BOSTON — A quick-thinking MBTA commuter rail engineer slammed on the brakes seconds before a runaway freight car – rolling uncontrolled from a siding onto the main track – smacked head-on into his train yesterday near Canton Junction, injuring as many as 150 passengers.

Passenger Bob Hooper of Stoughton, blood still on his face, said it was as if the No. 917 train “hit a brick wall.”

“There seemed to be no warning,” said passenger Gary Rozenas, 55, of Brockton. “All the lights went out. People went flying down the aisle. People were on the floor.
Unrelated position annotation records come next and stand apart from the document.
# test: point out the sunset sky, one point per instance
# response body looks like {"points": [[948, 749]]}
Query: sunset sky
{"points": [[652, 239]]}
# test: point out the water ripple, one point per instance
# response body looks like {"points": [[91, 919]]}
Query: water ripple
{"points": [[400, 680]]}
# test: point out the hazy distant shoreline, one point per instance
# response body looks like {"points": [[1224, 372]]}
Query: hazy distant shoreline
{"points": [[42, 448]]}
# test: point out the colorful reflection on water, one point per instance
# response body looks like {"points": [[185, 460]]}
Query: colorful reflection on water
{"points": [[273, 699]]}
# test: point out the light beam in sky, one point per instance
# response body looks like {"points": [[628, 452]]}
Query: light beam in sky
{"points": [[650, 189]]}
The cars started to fill up with dust.”

Hooper, in the third car, smacked his head on the seat in front of him, opening up a 2-inch gash over his left eye. Lisa Kent of Brockton said, “It was horrible. Just horrible. People were screaming.”

MBTA spokesman Joe Pesaturo said the commuter train’s locomotive was no longer moving when it was struck by a CSX freight car that rolled off a branch onto the main line near Canton Junction. He said the train’s engineer was among the injured.

There were about 300 commuters onboard the 4:40 p.m. train out of Boston’s South Station, bound for Stoughton, when the bulkhead freight car crashed into it at 5:20 p.m., causing broken noses, twisted ankles, neck and back injuries and several facial cuts, witnesses and fire officials said.

Canton Fire Chief Tim Ronayne said more than 20 ambulances were called to the crash site near Canton Junction, but many of the injured were shipped by MBTA bus to Norwood Hospital, Milton Hospital and Caritas Good Samaritan Medical Center in Brockton.

Acting MBTA Police Chief Paul MacMillan said the alert engineer may have saved lives: “The signal stopped our train, and, if it had not worked, the injuries would have been more severe.” The stop signal warned the engineer of the approaching hazard, and he hit the brakes.

The runaway CSX freight car rolled nearly three miles from the siding to where it crashed into the train, MacMillan said. CSX Transportation spokesman Gary Sease said their crew put it on the siding about five hours before the crash.

“It was a car that we had placed there at a customer’s request earlier in the day,” Sease said. “Right now, were cooperating with authorities on the investigation.”

Sease said it was too early to say if the rail crew had properly placed the car’s handbrake, put chocks in place beside the wheels, and put a derail device in place that would push the train off the tracks if the brakes and chocks failed.

A rail safety source said those measures are required when leaving a car at a siding.